Talking to a friend and/or family member is the top choice to cope with this increase, at 43% (47% among women); that’s more than twice as popular as consulting a mental health professional.
More than eight in ten (83%) plan to continue their anxiety/stress management practice after the pandemic.
Exercise is on the rise, streaming fitness services/apps are getting a boost.
Half of consumers are exercising as much or more than they were before.
Among those exercising more now, 54% are doing so in their homes.
More Gen Z and Millennials (both 40%) are exercising to prevent COVID-19 complications, highest among all generations; men under 35 are especially likely to be exercising to ward off more serious illness.
Healthcare and Patient Access.
How people have seen doctors or healthcare professionals during the pandemic: - 36% in person exclusively - 32% telemedicine and in person - 32% telemedicine exclusively
Most (82%) who saw a doctor through telemedicine during the pandemic did so for the first time.
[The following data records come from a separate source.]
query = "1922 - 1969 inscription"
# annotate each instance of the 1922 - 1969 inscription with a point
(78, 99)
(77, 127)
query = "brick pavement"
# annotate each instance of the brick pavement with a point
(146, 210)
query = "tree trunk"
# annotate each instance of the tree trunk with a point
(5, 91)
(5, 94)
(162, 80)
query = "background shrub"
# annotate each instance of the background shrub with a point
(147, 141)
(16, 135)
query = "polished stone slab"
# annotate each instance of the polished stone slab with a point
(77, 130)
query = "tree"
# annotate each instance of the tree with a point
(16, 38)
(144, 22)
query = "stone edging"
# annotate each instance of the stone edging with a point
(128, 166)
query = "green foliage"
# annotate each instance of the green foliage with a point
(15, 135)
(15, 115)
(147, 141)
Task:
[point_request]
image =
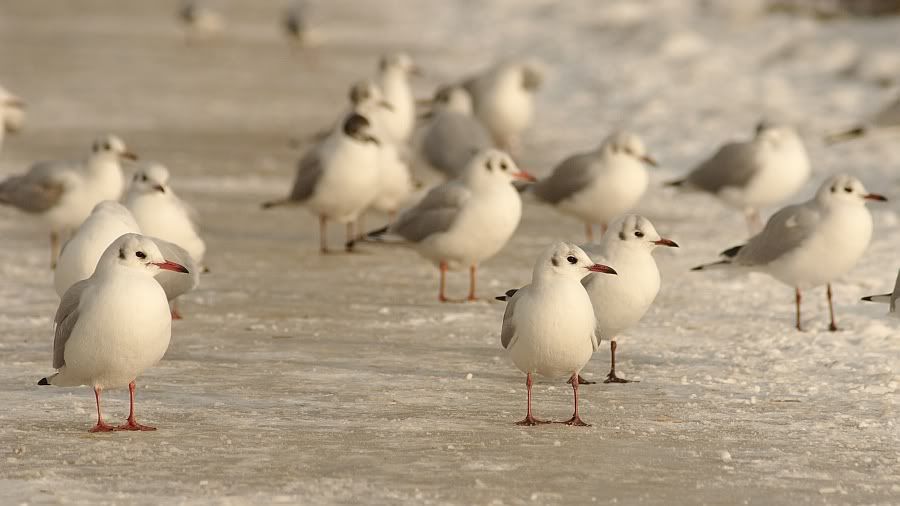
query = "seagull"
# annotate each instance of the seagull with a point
(338, 178)
(750, 175)
(114, 325)
(452, 135)
(887, 118)
(464, 221)
(888, 298)
(549, 326)
(108, 221)
(64, 193)
(620, 301)
(394, 71)
(599, 185)
(810, 244)
(161, 213)
(503, 99)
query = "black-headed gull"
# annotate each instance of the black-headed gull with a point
(810, 244)
(599, 185)
(750, 175)
(160, 213)
(503, 99)
(63, 193)
(338, 178)
(103, 339)
(621, 301)
(465, 221)
(549, 326)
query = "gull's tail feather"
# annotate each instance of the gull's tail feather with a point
(847, 135)
(884, 299)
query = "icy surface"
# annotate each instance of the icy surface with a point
(304, 379)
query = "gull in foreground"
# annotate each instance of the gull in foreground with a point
(503, 99)
(599, 185)
(160, 213)
(754, 174)
(888, 298)
(549, 326)
(464, 221)
(887, 118)
(394, 71)
(452, 135)
(338, 178)
(63, 193)
(109, 221)
(810, 244)
(113, 326)
(621, 301)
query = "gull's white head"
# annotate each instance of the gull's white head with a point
(135, 251)
(564, 259)
(399, 63)
(151, 179)
(358, 127)
(491, 167)
(623, 143)
(844, 189)
(633, 230)
(111, 147)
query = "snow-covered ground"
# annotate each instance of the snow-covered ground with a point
(305, 379)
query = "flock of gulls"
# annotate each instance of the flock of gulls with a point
(111, 245)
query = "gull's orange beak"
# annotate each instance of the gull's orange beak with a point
(602, 268)
(524, 175)
(665, 242)
(172, 266)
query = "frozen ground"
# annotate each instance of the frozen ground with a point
(305, 379)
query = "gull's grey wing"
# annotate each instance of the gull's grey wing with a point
(434, 214)
(309, 173)
(65, 319)
(451, 140)
(785, 231)
(508, 331)
(176, 283)
(733, 165)
(889, 116)
(37, 190)
(571, 175)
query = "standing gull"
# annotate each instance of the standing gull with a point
(452, 135)
(503, 99)
(810, 244)
(113, 326)
(64, 193)
(549, 325)
(464, 221)
(750, 175)
(621, 301)
(338, 178)
(599, 185)
(888, 298)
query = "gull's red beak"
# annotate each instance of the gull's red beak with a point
(666, 242)
(524, 175)
(602, 268)
(172, 266)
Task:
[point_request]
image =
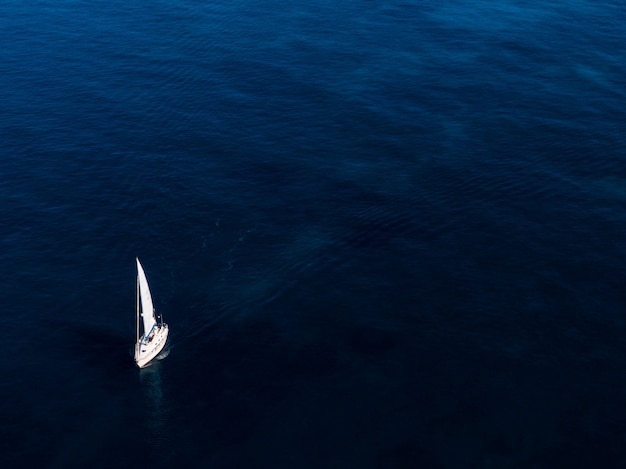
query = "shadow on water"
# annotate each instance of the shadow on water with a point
(152, 391)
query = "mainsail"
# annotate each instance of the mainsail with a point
(147, 309)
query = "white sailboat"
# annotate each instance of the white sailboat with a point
(151, 335)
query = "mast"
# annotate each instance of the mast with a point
(137, 308)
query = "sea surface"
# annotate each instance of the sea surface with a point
(383, 234)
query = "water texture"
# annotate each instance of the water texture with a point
(384, 235)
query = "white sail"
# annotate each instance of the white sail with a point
(147, 309)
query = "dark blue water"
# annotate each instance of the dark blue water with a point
(384, 235)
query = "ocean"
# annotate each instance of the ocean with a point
(383, 234)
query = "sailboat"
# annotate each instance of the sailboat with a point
(151, 335)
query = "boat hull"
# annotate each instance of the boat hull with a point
(146, 351)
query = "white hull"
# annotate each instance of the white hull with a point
(146, 350)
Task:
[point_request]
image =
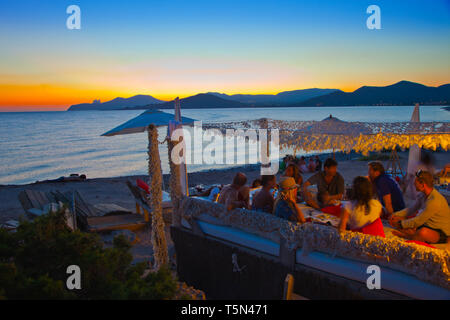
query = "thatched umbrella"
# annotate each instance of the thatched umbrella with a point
(332, 133)
(150, 121)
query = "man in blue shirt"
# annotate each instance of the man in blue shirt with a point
(387, 188)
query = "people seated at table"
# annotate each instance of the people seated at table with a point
(362, 209)
(303, 168)
(388, 190)
(318, 163)
(235, 195)
(330, 186)
(311, 165)
(263, 200)
(284, 163)
(293, 172)
(445, 172)
(214, 193)
(428, 220)
(286, 206)
(256, 183)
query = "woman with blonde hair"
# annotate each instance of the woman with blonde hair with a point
(286, 204)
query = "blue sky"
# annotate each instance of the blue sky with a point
(170, 48)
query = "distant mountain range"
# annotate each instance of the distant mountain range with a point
(280, 99)
(401, 93)
(117, 103)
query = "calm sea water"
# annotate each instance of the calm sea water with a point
(47, 145)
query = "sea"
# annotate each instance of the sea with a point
(47, 145)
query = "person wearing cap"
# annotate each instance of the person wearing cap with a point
(286, 204)
(263, 200)
(432, 223)
(387, 189)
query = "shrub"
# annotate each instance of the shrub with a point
(34, 260)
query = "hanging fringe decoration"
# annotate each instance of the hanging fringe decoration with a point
(155, 199)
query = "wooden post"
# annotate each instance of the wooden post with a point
(160, 251)
(175, 186)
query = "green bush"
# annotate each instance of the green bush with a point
(34, 260)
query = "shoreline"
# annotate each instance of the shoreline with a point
(114, 189)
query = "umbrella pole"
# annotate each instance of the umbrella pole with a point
(159, 244)
(175, 185)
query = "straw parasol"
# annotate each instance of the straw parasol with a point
(149, 121)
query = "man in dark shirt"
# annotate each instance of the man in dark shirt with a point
(263, 200)
(236, 194)
(330, 186)
(387, 189)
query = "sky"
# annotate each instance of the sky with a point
(171, 48)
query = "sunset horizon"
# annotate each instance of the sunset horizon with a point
(184, 49)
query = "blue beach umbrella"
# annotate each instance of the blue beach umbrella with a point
(142, 121)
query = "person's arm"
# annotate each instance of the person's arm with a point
(430, 209)
(388, 203)
(308, 197)
(300, 216)
(344, 219)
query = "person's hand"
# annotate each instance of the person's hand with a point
(395, 221)
(326, 198)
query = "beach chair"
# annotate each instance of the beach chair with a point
(36, 203)
(87, 217)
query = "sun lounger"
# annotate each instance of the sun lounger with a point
(93, 218)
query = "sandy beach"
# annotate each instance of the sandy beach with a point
(114, 190)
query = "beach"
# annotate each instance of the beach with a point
(114, 189)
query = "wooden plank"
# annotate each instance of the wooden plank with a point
(115, 222)
(32, 198)
(108, 208)
(25, 201)
(41, 198)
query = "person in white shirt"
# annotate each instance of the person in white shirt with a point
(362, 209)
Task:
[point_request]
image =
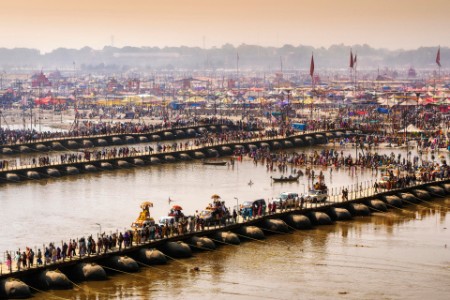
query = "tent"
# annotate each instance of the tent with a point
(411, 128)
(382, 110)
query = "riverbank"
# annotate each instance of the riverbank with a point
(318, 214)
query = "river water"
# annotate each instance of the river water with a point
(397, 255)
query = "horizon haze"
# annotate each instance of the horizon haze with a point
(50, 24)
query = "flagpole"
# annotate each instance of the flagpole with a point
(356, 72)
(311, 73)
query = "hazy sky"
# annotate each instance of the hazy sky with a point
(393, 24)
53% of people who used telemedicine during the pandemic plan to continue using it after the pandemic is over.
Younger generations found their telemedicine experience more satisfying than older telemedicine users; men of all ages were more satisfied than women.
Upside down and inside out
Now more than ever, healthcare and well-being researchers need to examine not just what the trends are showing, but how the populations they work with or study are responding in similar or different ways. From rural to urban communities, cultural perspective and even individual risk profiles are playing a role in how these very personal human choices are being made. On top of the need to validate trend application within patient or client populations, online data collection validity and timing is an area of extra focus. Panels and communities have been increasingly relied upon, the modes which are almost the exclusive options of researchers, making respondent fatigue and error a factor to monitor among researchers.
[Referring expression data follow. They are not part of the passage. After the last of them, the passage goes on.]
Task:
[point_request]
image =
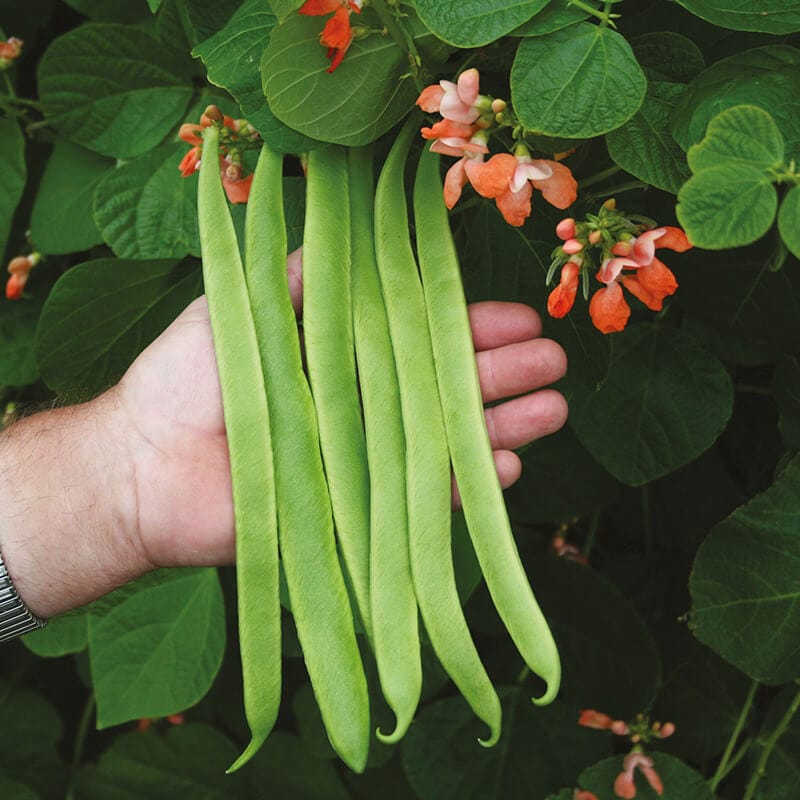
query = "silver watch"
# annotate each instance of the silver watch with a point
(15, 617)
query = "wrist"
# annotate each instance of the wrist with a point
(68, 511)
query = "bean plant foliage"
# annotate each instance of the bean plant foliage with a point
(660, 528)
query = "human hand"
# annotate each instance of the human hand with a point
(174, 409)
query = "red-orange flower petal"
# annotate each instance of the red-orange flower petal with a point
(561, 188)
(559, 304)
(491, 178)
(608, 309)
(515, 206)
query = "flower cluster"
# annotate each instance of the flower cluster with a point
(235, 136)
(640, 731)
(469, 120)
(9, 52)
(623, 250)
(19, 268)
(337, 35)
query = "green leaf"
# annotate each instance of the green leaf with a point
(62, 220)
(12, 175)
(577, 82)
(282, 8)
(668, 56)
(354, 105)
(789, 220)
(102, 314)
(745, 584)
(540, 750)
(470, 23)
(609, 658)
(233, 59)
(113, 88)
(739, 136)
(555, 15)
(768, 77)
(642, 419)
(680, 781)
(786, 389)
(189, 761)
(769, 16)
(643, 145)
(157, 652)
(145, 209)
(17, 333)
(727, 206)
(64, 634)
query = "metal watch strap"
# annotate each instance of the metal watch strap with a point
(15, 617)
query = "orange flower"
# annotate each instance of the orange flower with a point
(559, 304)
(337, 35)
(625, 784)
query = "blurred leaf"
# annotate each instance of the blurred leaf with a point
(102, 314)
(560, 480)
(576, 82)
(540, 750)
(668, 56)
(157, 652)
(745, 581)
(770, 16)
(555, 15)
(680, 781)
(768, 77)
(12, 174)
(609, 659)
(786, 388)
(145, 209)
(473, 23)
(113, 88)
(789, 221)
(643, 145)
(189, 761)
(643, 420)
(62, 220)
(233, 59)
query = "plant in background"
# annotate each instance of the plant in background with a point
(653, 126)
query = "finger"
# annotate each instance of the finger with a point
(495, 324)
(520, 368)
(522, 420)
(509, 469)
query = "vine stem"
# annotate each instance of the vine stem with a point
(80, 741)
(722, 767)
(769, 746)
(402, 39)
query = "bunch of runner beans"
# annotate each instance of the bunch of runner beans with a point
(353, 454)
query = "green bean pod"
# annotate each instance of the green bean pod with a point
(317, 591)
(470, 448)
(250, 447)
(330, 360)
(395, 626)
(428, 465)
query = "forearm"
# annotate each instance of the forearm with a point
(68, 516)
This does not mean we should shy away from research. Quite the opposite. In the quote above, Qualtrics described the importance of valuing patient experience and using data to drive decisions. While quantitative research provides valuable data, the addition of qualitative research adds a layer of insight that allows for decision making which takes into account individual behavior and experiences. As researchers, we should embrace this opportunity to cultivate the insights from the changing healthcare landscape but do so with knowledge and rigor of potential obstacles and challenges.
Clearly, research is showing that Covid forced changes to healthcare which were needed, exposed fissures and brought additional stakeholders into the discussion of what’s happening and why (or why not) inside population health. As human behavior researchers, this is all fascinating as we see how these trends will influence patient behavior in the years ahead. Covid flipped healthcare upside down, and now we get to see how things land.